Le président du tribunal a désigné Mme Rizzato pour statuer sur les demandes de référé.
Les parties ont été régulièrement averties du jour de l’audience.
Au cours de l’audience publique tenue en présence de M. Palmer, greffier d’audience, Mme Rizzato a lu son rapport et entendu les observations de Me Samba Sambeligue, pour la requérante qui indique se désister de ses conclusions à fin de suspension et d’injonction et maintenir ses conclusions présentées au titre des frais d’instance.
La préfète de l’Isère n’étant ni présente ni représentée.
La clôture de l’instruction a été prononcée à l’issue de l’audience.
Considérant ce qui suit :

1. Aux termes de l'article 20 de la loi visée ci-dessus du 10 juillet 1991 : « Dans les cas d'urgence, sous réserve de l'application des règles relatives aux commissions ou désignations d'office, l'admission provisoire à l'aide juridictionnelle peut être prononcée par la juridiction compétente ou son président. / (…) ». En raison de l’urgence, il y a lieu d’accorder, en application des dispositions précitées, l’admission provisoire de Mme B... à l’aide juridictionnelle, sans préjuger de la décision finale qui sera prise par le bureau d’aide juridictionnelle.

2. Mme B... a déclaré à l’audience se désister de ses conclusions aux fins de suspension de l’exécution de la décision contestée et d’injonction.
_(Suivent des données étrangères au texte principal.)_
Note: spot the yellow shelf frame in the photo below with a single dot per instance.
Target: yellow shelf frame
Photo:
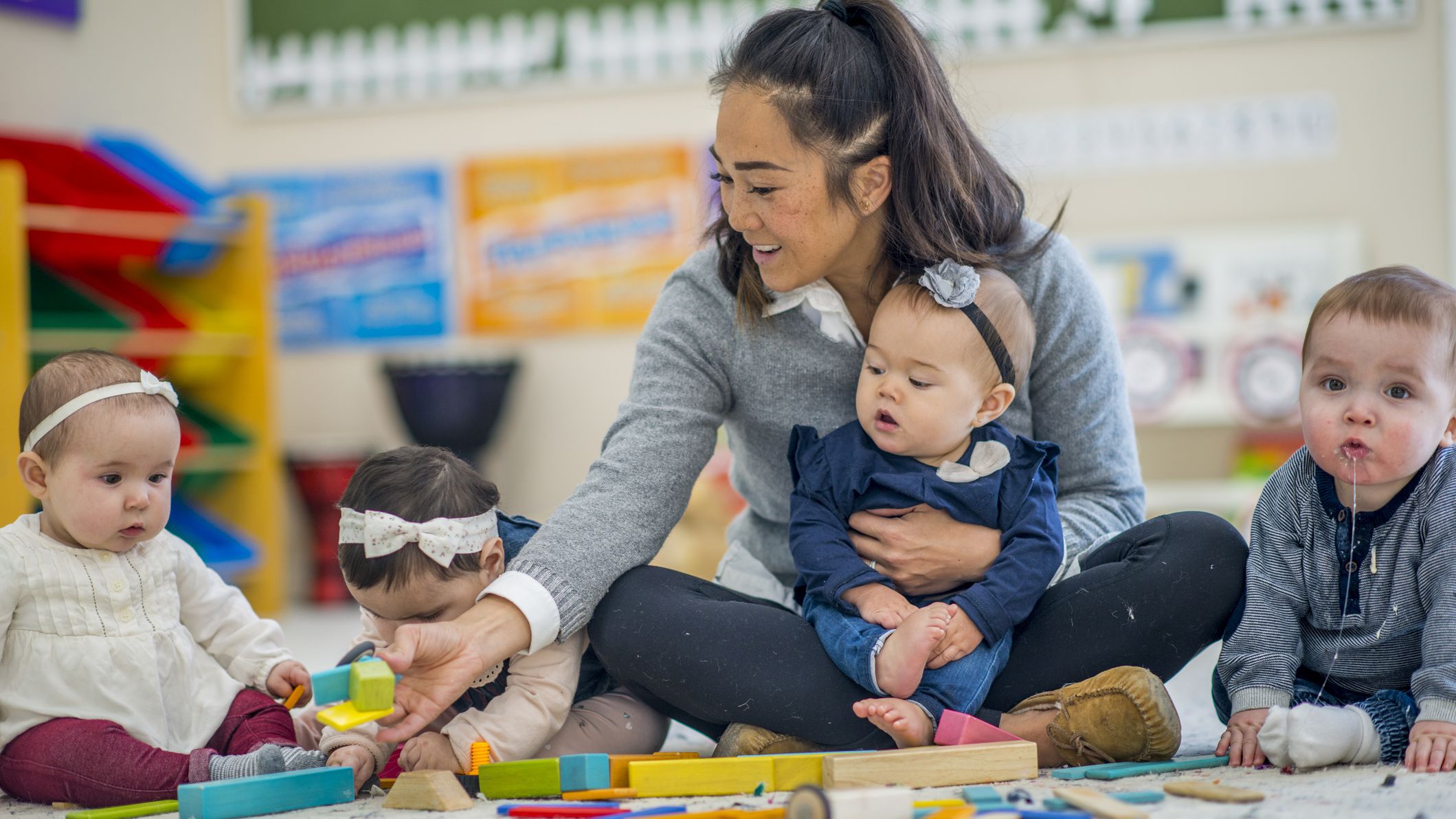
(251, 498)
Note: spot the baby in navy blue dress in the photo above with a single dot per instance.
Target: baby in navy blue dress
(943, 364)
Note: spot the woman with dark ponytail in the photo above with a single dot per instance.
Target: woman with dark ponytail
(843, 164)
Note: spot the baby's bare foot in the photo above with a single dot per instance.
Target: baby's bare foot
(900, 719)
(901, 660)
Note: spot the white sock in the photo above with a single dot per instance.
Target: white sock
(1330, 735)
(1275, 737)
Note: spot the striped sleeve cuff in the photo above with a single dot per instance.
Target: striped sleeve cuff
(1258, 697)
(1433, 709)
(535, 601)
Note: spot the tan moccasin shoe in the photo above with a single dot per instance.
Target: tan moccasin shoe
(1123, 715)
(741, 739)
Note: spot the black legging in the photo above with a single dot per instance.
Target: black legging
(708, 656)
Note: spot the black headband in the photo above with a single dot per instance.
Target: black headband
(992, 342)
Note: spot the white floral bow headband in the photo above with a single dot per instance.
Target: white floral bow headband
(440, 539)
(146, 383)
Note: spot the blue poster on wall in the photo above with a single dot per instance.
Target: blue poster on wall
(360, 256)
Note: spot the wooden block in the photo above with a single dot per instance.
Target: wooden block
(796, 770)
(293, 697)
(273, 793)
(526, 778)
(429, 790)
(701, 777)
(346, 716)
(585, 772)
(372, 686)
(127, 811)
(1097, 803)
(331, 686)
(934, 767)
(870, 803)
(620, 761)
(597, 793)
(1141, 768)
(1210, 792)
(964, 729)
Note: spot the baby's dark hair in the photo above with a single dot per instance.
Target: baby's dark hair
(417, 485)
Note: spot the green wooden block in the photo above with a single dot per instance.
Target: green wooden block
(526, 778)
(372, 686)
(1141, 768)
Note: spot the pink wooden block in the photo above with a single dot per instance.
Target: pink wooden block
(964, 729)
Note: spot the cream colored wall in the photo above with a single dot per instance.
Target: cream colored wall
(161, 67)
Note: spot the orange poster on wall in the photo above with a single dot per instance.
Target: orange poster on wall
(579, 240)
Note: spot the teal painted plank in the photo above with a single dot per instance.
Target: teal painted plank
(1141, 768)
(273, 793)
Il y a lieu d’en prendre acte.

3. Mme B... ayant été admise à l’aide juridictionnelle provisoire, son avocat peut se prévaloir des dispositions des articles L. 761-1 du code de justice administrative et 37 de la loi visée ci-dessus du 10 juillet 1991. Il y a lieu, dans les circonstances de l’espèce, sous réserve que Me Samba Sambeligue, conseil de la requérante, renonce à percevoir la somme correspondant à la part contributive de l’Etat et sous réserve de l’admission définitive de sa cliente à l’aide juridictionnelle, de mettre à la charge de l’Etat le versement à Me Samba Sambeligue de la somme de 600 euros.



O R D O N N E :
Article 1er : Il est donné acte du désistement des conclusions à fin de suspension et d’injonction de la requête de Mme B....

Article 2 : L’Etat versera à Me Samba Sambeligue une somme de 600 euros en application des dispositions du deuxième alinéa de l’article 37 de la loi du 10 juillet 1991, sous réserve que Me Samba Sambeligue renonce à percevoir la somme correspondant à la part contributive de l’Etat.

Article 3 : La présente ordonnance sera notifiée à Mme A... B..., à Me Samba Sambeligue et au ministre de l’intérieur.
Copie en sera adressée pour information à la préfète de l’Isère.

Fait à Grenoble, le 22 décembre 2025.


La juge des référés,
C. Rizzato
Le greffier,
M. Palmer



La République mande et ordonne au ministre de l’intérieur, en ce qui le concerne, et à tous commissaires de justice à ce requis, en ce qui concerne les voies de droit commun contre les parties privées, de pourvoir à l’exécution de la présente décision.